Are Synthetic Footing Surfaces Increasing Soft Tissue Injuries? What Riders Need to Know

Are Synthetic Footing Surfaces Increasing Soft Tissue Injuries? What Riders Need to Know

Soft tissue injuries have been climbing across disciplines for the last decade. Vets see it. Trainers see it. Owners feel it in both time and cost. At the same time, more barns and showgrounds are moving to synthetic or hybrid footing, mixes with fibers, rubber, textiles, wax, or engineered blends designed to create a “perfect” ride.

But with the shift toward these modern surfaces, a pattern is emerging: horses are working harder, jumping bigger, and moving with more expression, and the rate of tendon and ligament strain keeps rising.

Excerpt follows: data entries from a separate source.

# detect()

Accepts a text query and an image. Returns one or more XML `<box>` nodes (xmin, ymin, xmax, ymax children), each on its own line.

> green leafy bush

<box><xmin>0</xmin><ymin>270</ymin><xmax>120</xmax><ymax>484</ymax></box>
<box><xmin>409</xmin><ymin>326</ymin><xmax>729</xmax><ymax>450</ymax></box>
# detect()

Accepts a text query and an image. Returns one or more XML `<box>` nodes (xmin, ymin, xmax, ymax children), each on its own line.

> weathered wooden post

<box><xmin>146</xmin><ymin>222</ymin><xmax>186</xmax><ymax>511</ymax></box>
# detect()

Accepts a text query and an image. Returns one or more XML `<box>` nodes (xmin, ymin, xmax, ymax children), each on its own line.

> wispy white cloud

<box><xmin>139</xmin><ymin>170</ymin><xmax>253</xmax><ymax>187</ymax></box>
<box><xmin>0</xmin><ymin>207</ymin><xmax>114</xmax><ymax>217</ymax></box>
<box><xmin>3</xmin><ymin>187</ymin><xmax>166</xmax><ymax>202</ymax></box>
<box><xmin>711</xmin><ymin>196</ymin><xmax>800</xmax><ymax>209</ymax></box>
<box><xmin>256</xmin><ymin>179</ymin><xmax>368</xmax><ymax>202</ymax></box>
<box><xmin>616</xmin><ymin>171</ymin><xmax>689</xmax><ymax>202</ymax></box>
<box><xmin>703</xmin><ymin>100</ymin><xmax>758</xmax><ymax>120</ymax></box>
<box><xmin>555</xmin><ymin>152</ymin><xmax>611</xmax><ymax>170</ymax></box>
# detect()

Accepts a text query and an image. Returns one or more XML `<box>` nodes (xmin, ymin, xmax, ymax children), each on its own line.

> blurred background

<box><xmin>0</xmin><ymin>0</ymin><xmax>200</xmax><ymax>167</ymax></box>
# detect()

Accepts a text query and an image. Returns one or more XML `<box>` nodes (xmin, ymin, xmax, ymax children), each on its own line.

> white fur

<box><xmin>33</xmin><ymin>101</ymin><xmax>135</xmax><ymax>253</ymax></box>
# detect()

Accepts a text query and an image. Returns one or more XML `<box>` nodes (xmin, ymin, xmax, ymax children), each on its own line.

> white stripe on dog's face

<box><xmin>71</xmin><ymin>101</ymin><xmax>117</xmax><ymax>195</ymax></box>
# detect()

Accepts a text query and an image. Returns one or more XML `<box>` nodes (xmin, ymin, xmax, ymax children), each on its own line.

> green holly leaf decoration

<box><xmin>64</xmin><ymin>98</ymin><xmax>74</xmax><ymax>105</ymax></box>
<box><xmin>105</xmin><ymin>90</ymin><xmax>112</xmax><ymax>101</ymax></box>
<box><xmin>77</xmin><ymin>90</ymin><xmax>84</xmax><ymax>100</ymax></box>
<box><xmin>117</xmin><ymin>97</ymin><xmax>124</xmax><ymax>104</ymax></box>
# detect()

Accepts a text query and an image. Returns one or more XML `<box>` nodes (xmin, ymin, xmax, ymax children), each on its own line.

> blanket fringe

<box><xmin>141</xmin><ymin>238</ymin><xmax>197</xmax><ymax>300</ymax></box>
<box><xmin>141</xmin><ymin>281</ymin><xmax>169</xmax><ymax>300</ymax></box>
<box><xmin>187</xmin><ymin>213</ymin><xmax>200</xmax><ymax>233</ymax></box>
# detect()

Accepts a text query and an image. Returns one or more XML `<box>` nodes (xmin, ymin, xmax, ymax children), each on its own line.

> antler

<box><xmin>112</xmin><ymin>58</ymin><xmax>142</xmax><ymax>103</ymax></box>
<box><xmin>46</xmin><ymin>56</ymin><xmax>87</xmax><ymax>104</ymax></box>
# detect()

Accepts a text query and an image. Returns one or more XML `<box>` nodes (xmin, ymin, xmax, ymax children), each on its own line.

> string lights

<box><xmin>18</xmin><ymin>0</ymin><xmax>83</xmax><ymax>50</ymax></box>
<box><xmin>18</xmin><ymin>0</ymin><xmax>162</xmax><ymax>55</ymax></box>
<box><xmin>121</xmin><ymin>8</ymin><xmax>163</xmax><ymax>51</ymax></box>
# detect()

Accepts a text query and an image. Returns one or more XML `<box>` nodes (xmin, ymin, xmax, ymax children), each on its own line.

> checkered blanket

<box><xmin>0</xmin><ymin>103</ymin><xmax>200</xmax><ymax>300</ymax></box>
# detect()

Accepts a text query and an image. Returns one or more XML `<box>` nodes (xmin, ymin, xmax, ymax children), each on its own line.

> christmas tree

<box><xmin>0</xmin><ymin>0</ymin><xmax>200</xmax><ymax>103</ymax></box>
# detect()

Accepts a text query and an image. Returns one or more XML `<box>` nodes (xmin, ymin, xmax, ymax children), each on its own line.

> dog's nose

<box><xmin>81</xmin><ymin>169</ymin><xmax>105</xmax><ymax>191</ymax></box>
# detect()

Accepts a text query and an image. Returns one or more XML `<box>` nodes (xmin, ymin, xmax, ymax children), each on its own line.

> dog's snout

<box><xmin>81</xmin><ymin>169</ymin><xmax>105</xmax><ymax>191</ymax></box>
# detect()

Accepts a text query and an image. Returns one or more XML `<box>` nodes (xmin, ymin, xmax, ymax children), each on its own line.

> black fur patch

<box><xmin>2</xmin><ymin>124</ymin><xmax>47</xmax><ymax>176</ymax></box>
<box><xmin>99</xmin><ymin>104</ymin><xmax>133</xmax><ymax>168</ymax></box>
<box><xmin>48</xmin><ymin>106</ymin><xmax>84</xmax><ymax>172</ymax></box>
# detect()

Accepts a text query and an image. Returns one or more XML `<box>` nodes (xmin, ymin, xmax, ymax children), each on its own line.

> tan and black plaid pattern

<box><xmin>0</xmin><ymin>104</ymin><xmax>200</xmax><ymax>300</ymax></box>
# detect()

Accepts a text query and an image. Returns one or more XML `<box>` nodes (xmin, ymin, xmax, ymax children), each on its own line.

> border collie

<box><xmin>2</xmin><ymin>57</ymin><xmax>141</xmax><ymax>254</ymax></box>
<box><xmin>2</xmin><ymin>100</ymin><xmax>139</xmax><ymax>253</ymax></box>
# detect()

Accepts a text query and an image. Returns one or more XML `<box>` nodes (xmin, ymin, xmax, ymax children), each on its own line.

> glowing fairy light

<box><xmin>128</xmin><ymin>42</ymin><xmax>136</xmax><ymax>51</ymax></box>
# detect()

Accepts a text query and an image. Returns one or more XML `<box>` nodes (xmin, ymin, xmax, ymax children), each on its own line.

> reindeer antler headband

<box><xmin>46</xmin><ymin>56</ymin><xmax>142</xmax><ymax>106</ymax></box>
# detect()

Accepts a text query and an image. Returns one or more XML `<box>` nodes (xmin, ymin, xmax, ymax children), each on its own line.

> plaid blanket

So the question is worth asking: Are today’s footing materials contributing to the problem?

Why Synthetic Footing Changes the Way Horses Load Soft Tissue

Synthetic surfaces are built to be consistent. They absorb shock, support lift, and create push. But that performance comes with trade-offs. Many of these footings hold the hoof longer in the stride. That means tendons stay under tension for more time, especially during takeoff and landing phases.

The footing helps the horse jump higher and move bigger, but tendons absorb the energy.

A traditional sand ring allows a certain amount of natural slide and release. Modern engineered surfaces often reduce that slide dramatically. More traction sounds like a good thing, but too much can increase soft tissue load, especially in tight turns, high-jump efforts, and repeated schooling.

The horse looks spectacular, the tendons work overtime.

The Hidden Challenge: Horses Work Differently on “Perfect” Footing

Riders love how synthetic footing feels: soft enough to absorb concussion, firm enough to push off with power. Horses feel that same push and often give bigger efforts without realizing they’re loading harder.

On synthetic surfaces, horses tend to:

  • Sit deeper behind.

  • Push harder off the ground.

  • Land with less slide.

  • Turn with more traction than nature intended.

Those changes increase strain on structures that already work at their limit in sport horses:
the suspensory branches, proximal suspensory, superficial flexor tendon, and deep flexor tendon.

None of this means synthetic footing is “bad.” But it does mean the stress profile is different, and horses need time to adapt.

Why Injury Rates Increase When Surfaces Change

The fastest way to strain a tendon is to change the footing suddenly and load the horse the same way. Horses conditioned on traditional sand often aren’t ready for the grip and rebound of a fiber footing, and vice versa.

When horses travel for shows, step into new arenas, or bounce between training rings and competition surfaces, the tendons are forced to adjust instantly.

That contrast is where many injuries begin. The horse feels fresh, the surface is inviting, the workload stays the same, but tendons aren't prepared for the new mechanics.

This is one of the leading reasons vets see soft tissue flare-ups immediately after show weeks.

It’s Not the Footing Alone 

The real problem isn’t the surface itself, it’s how quickly horses transition between surfaces without time for gradual conditioning. Tendons adapt slowly.

A tendon conditioned on one profile of load is suddenly asked to absorb a completely different one overnight, on a new showground, under higher intensity. When that happens, fibers don’t have time to reorganize and strengthen. That’s when microstrain builds into real injury.

What Riders Can Do To Reduce Risk

The solution isn’t to avoid synthetic footing. It’s to respect the load it creates.

Give horses time to adjust, reduce intensity the first few days, use structured progression instead of assuming the horse is “ready” just because they feel great.

Support matters, too. Tendons need nutrients that help maintain fiber alignment, elasticity, and recovery as surfaces and workloads change. Horses conditioned for one type of footing are far more likely to stay sound when the internal structure is supported as much as the external plan.

Changing surfaces changes load. Tendonall helps maintain tendon structure as horses transition between training rings, show arenas, and different footing profiles, supporting soft tissue before strain becomes an injury.

The rise in soft tissue injuries isn’t caused by one single factor, but modern footing plays a role. Synthetic surfaces help horses perform at a high level, but they also increase the forces running through tendons and ligaments.

Soundness depends on how well horses adapt to those changes, not on how perfect the footing feels under saddle.

Give tendons time, structure, and support, and they’ll keep up with the workload. Ignore the differences, and they’ll tell you in ways no rider wants to hear.